4th The peace of God in your heart. As you pray and seek the Lord’s will, the Holy Spirit will provide an inner peace rather than turmoil when your decision is according to His will (Philippians 4:6-7, Colossians 3:15).
Some people make a distinction between the perfect will of God and the permissive will of God. Does God have a “permissive will? No, the will of God is not “good or acceptable or perfect” but “good and acceptable and perfect” (Romans 12:2). He does not have anything less than that in mind for His children.
But what if I should fail to do His will and end up “out of His will”? Does God have a “plan B” for me in those cases? No, God only has a “Plan A.” However, when you, by your own “free will,” choose to disregard or disobey God’s will, He is still your Heavenly Father. He is still merciful and kind. Even when you are out of His will, some blessings come. However, there will also be a price to pay every time you get “off course.” There is wasted time and missed opportunities. There is chastening and correction. There is the loss of God’s choice blessings for your life. You could also end up with extra burdens that may have to be carried for the rest of your life. Abraham left the place of promise and went to Egypt in a famine (Gen. 12:10). He was undoubtedly out of God’s will for his life. Although God was merciful and protected Abraham there, he brought back from Egypt the handmaid Hagar (Gen. 12:16, 16:1), who became a grief to Abraham and whose descendants became an implacable enemy of the Jews, a terror to the whole world.
Is it ever God’s will for bad things to happen?
Sometimes God permits bad things to happen that typically would not be His will for the sake of the good that He knows will come out of it.

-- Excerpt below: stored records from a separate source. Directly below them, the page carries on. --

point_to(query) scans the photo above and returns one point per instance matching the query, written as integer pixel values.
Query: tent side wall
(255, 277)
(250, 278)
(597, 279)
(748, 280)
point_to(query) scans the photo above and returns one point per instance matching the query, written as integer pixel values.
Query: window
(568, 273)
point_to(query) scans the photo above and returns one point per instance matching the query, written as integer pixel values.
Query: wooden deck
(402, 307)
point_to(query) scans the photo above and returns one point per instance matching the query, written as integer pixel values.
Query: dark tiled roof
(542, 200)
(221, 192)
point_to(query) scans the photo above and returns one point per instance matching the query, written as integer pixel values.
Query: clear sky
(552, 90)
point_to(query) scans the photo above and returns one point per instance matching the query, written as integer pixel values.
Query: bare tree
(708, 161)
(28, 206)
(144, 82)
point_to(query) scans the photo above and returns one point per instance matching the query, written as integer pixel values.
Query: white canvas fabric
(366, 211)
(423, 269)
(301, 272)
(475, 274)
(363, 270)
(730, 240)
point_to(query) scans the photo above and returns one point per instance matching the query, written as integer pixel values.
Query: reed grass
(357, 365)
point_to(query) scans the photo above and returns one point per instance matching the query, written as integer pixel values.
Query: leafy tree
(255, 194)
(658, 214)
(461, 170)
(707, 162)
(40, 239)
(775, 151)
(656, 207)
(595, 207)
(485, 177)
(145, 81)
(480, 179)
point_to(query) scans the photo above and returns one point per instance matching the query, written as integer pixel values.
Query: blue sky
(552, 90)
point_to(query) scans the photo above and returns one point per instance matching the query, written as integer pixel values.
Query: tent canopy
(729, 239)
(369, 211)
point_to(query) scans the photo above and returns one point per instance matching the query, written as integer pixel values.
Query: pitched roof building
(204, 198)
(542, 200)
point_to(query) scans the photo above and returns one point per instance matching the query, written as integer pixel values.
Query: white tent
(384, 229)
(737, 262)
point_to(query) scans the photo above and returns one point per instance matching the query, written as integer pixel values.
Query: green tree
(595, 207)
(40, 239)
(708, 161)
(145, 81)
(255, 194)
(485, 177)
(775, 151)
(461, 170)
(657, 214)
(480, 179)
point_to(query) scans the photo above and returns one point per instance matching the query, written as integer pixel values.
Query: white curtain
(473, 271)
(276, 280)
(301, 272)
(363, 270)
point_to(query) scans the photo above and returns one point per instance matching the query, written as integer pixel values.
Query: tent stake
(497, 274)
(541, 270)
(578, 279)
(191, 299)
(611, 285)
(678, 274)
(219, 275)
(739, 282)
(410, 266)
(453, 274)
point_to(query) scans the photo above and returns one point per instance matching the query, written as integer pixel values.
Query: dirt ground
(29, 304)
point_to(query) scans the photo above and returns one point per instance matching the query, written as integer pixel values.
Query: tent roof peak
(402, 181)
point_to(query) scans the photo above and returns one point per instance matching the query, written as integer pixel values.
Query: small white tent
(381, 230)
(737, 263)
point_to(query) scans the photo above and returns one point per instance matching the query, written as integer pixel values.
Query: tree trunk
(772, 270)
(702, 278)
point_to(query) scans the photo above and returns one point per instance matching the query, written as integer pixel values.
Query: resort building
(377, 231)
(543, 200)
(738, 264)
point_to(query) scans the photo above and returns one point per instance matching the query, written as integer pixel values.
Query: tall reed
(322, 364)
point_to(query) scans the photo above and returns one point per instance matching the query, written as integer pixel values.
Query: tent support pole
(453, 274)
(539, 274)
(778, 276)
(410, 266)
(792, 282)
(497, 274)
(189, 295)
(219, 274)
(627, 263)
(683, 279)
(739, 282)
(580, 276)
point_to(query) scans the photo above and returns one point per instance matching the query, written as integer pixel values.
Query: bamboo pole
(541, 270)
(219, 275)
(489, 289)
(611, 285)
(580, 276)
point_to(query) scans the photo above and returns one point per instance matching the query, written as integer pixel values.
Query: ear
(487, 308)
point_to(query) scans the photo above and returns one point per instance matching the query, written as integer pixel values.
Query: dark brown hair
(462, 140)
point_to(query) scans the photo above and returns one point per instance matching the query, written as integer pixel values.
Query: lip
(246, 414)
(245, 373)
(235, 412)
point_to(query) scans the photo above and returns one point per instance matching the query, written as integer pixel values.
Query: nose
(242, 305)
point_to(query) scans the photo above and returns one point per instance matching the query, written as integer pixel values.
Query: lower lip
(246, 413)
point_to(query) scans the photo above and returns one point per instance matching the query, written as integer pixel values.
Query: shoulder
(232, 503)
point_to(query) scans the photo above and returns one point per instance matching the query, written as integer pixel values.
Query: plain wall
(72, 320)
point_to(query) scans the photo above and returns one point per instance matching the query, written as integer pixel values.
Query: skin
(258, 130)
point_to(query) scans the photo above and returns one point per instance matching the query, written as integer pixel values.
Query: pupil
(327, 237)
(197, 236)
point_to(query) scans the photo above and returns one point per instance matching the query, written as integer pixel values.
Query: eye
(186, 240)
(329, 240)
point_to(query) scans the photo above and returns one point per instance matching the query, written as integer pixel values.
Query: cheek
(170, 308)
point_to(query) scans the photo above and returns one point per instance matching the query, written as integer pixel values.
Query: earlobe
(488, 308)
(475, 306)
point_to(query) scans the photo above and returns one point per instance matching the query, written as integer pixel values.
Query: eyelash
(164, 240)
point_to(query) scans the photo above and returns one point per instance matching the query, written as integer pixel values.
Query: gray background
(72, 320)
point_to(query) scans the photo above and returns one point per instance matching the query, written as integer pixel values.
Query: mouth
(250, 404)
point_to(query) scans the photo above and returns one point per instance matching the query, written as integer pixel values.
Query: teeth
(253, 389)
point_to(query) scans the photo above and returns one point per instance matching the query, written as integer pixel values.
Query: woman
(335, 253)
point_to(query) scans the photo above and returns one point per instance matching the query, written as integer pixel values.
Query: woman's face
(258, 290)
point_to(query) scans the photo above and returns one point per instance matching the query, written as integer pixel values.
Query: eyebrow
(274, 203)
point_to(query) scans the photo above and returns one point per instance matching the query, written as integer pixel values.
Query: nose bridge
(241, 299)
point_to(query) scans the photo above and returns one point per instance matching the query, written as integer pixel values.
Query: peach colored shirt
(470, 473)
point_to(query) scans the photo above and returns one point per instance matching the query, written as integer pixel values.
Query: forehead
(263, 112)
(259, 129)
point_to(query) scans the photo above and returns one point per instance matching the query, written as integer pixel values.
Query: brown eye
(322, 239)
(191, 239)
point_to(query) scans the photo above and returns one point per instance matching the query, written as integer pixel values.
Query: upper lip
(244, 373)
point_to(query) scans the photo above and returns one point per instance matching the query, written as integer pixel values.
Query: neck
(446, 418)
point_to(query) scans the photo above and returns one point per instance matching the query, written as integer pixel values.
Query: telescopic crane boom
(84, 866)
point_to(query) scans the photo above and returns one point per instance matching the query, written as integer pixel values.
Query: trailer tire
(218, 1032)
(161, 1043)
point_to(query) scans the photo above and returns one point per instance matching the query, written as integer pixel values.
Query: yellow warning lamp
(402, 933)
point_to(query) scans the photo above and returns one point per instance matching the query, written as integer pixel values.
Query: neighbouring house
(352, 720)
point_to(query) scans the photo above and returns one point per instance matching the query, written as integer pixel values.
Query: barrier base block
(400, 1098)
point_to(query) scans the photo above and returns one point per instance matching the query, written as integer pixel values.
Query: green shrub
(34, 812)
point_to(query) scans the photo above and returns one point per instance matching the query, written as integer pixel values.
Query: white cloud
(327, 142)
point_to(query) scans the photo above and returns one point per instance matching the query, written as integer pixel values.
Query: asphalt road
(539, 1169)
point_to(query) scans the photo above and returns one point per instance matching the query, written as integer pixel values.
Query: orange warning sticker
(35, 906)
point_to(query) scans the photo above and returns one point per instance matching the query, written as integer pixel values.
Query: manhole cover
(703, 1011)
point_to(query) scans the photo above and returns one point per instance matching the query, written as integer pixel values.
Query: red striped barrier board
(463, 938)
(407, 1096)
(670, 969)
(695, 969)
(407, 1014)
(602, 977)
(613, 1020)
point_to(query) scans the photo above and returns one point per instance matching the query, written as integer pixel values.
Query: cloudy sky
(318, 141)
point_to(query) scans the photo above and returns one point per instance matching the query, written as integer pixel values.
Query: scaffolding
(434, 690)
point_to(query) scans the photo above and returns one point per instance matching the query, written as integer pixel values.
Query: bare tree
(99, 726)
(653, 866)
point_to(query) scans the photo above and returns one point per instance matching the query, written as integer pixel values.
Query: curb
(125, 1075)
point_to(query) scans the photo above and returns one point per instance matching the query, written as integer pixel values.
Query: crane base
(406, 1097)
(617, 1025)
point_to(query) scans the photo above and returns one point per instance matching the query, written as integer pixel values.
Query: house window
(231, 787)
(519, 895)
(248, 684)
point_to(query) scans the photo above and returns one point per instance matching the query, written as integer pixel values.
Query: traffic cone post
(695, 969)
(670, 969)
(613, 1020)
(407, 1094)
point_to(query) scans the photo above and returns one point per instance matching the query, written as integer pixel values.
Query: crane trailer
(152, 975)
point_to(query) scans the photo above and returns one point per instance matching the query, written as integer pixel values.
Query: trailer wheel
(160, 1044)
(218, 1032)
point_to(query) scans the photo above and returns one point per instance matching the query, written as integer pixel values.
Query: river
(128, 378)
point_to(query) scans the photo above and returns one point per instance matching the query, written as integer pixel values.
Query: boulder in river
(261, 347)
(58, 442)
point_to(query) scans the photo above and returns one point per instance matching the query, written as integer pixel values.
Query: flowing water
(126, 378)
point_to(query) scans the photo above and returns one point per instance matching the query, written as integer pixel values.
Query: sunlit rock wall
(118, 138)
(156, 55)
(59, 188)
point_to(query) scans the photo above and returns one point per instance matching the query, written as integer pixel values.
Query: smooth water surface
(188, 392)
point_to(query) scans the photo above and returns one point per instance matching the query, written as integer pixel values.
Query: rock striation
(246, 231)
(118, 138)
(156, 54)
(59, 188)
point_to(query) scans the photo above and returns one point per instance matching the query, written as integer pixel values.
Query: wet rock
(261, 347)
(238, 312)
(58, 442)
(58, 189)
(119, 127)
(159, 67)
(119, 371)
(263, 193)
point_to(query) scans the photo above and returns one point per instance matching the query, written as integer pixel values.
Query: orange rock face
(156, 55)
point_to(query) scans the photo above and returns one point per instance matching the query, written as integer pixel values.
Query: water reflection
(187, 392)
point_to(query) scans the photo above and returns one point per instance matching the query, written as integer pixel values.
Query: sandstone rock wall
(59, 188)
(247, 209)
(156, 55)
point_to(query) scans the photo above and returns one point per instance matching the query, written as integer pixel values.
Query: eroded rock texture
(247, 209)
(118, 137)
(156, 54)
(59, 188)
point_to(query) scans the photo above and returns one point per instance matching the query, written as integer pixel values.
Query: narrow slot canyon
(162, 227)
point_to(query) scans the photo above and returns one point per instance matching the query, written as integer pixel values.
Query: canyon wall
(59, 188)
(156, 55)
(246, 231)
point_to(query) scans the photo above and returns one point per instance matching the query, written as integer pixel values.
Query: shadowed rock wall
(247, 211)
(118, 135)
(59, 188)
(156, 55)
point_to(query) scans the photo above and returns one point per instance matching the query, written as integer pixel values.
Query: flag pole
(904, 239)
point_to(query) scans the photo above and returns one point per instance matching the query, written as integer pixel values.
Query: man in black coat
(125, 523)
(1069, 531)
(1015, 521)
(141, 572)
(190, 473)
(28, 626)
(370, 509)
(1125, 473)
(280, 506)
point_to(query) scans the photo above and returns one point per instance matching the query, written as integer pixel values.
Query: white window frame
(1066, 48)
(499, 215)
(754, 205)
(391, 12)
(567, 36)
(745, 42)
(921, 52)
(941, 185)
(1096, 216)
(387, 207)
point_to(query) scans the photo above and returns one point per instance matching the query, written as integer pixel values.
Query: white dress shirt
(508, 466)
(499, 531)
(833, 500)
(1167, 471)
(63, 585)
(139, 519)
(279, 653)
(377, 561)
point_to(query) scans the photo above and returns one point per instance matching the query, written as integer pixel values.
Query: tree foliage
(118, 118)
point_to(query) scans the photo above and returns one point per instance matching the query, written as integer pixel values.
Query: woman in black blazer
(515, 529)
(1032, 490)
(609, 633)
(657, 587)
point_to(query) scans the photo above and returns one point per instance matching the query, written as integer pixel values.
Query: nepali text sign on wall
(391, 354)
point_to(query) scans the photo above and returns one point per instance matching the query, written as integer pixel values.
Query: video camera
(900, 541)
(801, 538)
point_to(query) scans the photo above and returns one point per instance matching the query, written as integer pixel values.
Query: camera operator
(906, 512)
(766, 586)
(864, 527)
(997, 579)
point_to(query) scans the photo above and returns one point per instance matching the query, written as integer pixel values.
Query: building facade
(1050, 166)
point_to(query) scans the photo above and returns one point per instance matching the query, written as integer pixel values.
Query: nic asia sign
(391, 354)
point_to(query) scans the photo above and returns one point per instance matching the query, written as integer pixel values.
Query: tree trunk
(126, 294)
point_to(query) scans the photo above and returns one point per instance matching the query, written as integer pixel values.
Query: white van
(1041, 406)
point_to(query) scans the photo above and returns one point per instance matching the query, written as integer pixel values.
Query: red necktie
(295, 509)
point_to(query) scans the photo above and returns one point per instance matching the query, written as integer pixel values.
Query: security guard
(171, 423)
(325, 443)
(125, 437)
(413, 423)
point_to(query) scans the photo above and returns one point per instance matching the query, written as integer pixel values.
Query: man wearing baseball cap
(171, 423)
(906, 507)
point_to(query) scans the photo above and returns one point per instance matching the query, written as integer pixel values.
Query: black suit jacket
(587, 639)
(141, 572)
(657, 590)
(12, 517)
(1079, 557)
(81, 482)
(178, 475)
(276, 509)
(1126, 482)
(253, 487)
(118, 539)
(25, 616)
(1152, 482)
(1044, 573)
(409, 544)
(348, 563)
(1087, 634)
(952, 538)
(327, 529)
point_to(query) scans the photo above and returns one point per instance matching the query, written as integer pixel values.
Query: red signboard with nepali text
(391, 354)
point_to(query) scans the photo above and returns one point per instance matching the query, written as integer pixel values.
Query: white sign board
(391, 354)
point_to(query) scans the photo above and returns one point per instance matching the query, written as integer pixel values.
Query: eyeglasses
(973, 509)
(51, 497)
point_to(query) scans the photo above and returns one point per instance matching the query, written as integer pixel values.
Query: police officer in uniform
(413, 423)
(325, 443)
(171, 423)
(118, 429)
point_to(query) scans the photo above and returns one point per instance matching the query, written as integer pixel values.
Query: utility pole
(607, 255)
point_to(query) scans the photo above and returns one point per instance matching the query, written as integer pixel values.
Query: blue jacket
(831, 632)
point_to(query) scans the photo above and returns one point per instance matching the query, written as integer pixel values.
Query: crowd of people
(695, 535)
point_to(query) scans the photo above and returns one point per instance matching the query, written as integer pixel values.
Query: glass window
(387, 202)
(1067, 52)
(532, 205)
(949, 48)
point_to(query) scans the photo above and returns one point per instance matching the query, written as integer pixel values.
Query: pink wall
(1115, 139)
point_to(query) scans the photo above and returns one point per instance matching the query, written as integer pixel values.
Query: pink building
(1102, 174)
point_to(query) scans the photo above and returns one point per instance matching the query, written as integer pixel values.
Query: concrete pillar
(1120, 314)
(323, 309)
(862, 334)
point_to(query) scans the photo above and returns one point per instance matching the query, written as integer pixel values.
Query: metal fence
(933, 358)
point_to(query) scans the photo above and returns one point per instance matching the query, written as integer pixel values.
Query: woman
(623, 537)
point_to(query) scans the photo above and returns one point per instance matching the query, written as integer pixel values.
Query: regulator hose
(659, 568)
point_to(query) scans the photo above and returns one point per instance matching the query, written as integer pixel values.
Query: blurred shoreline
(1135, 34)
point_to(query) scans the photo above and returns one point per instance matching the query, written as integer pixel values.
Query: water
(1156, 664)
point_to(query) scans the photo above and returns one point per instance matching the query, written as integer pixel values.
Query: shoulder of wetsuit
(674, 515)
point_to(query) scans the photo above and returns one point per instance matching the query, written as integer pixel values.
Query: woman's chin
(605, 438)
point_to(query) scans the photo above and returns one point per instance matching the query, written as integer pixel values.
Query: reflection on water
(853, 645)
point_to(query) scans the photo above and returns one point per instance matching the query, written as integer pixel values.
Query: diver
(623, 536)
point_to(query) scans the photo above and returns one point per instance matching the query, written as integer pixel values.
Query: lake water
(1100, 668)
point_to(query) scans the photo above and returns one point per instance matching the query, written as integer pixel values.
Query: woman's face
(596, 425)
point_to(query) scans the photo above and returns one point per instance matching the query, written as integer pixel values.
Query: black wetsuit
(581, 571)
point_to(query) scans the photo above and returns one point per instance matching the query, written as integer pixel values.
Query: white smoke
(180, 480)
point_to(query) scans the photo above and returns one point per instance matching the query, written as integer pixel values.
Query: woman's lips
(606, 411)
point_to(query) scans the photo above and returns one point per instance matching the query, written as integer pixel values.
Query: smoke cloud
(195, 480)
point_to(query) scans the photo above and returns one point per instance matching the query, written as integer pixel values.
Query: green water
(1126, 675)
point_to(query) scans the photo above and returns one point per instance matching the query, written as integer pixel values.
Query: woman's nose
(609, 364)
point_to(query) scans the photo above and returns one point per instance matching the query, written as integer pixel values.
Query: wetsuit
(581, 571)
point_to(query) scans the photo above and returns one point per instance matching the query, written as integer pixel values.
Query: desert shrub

Examples of this abound in the Scriptures and history: Adam’s sin brought death and condemnation to the world, but out of that, God revealed to the world His precious attributes of mercy, grace, and lovingkindness.
Joseph’s betrayal by his brothers and his sufferings in Egypt led to help for the brothers and their families when the famine came to the land. “But as for you, ye thought evil against me; but God meant it unto good, to bring to, as it is this day, to save much people alive” (Genesis 50:20).
Against the four-fold warning from God not to go there, Paul’s trip to Jerusalem brought prison and death for Paul but prison letters for the Church (Philippians 1:12).
The “fall” of Israel brought nearly 2,000 years of spiritual blindness and suffering to the Jews but salvation to the Gentiles (Romans 11:11-15).
In World War II, the persecution of the Jews caused the nations to briefly take pity and provide the Jews a homeland in the Middle East (in fulfillment of prophecy).
The Lord’s death on Calvary brought life to sinners. (Acts 2:23, 13:27, 1 Peter 2:24-25).
In each of these cases, we can look back and see, in hindsight, that the will of God was done. His ways and plans are seldom clear to us in advance; nevertheless, they are always perfect (Deuteronomy 32:4). God is always wise and good in everything that He does (Romans 8:28).